The daily Die Welt has this comment today on the crisis in Kosovo: "Diplomats issue repeated warnings about a Kosovo war. (But in fact) it is already underway. What has so far occurred in Kosovo meets the criteria of a civil war --rebel fighters who control a minimum of land, have a constant supply of arms and are engaged in continual fighting." The paper also says: "Belgrade has been negotiating recently with the leaders of the (Kosovar) Albanians. (But) since these talks began, Serbian security forces have launched an offensive --or, rather, a massacre of civilians. Nobody can say whether this is a tactic or an abuse of the talks to facilitate undisturbed 'ethnic cleansing.' One thing is sure: the UN's recent promise to lift sanctions (against Serbia) was premature."

DERNIERES NOUVELLES D'ALSACE: Montenegro now has an unexpected chance

Turning to Milosevic's problems, the French regional newspaper Dernieres nouvelles d'Alsace yesterday assessed Sunday's election in Montenegro which, together with Serbia, is one the two republics making up rump Yugoslavia.

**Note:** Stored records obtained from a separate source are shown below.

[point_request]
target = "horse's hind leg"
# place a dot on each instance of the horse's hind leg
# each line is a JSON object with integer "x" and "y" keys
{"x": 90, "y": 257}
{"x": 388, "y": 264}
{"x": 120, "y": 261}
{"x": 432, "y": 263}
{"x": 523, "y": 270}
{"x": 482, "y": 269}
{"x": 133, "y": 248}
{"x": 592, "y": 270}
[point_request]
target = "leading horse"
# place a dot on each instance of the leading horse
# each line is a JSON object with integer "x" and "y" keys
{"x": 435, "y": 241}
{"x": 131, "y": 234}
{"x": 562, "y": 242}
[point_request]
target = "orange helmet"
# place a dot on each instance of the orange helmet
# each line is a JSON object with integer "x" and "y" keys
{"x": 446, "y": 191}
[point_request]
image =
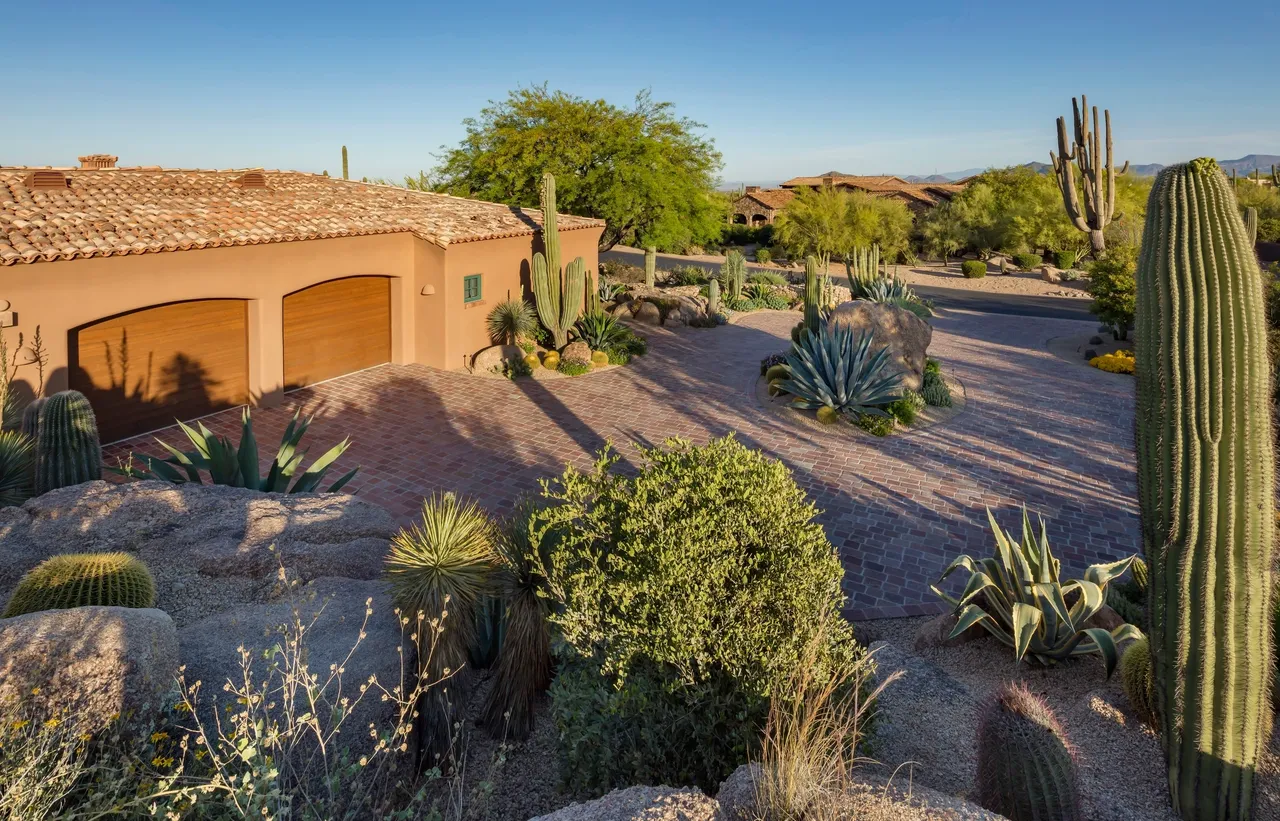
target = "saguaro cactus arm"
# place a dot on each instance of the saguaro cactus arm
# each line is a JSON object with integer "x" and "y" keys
{"x": 1097, "y": 181}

In an editorial, the paper wrote: "The Karst mountains (in Montenegro) are carpeted with gorgeous spring flowers. But those who watched what unfolded (Sunday) in Montenegro saw an altogether different symbol of beauty and fragility. It was named hope and symbolized democracy: The pro-Western party of the young President of this partner republic, Milo Djukanovic, won the parliamentary election." The paper said that Djukanovic triumphed "against the puppet (candidate) of his master in Belgrade, Milosevic, and against archaic and hate-filled nationalism, the heir to communism." It concluded: "This Balkan republic now has an unexpected chance to win back its hereditary place in the community of nations."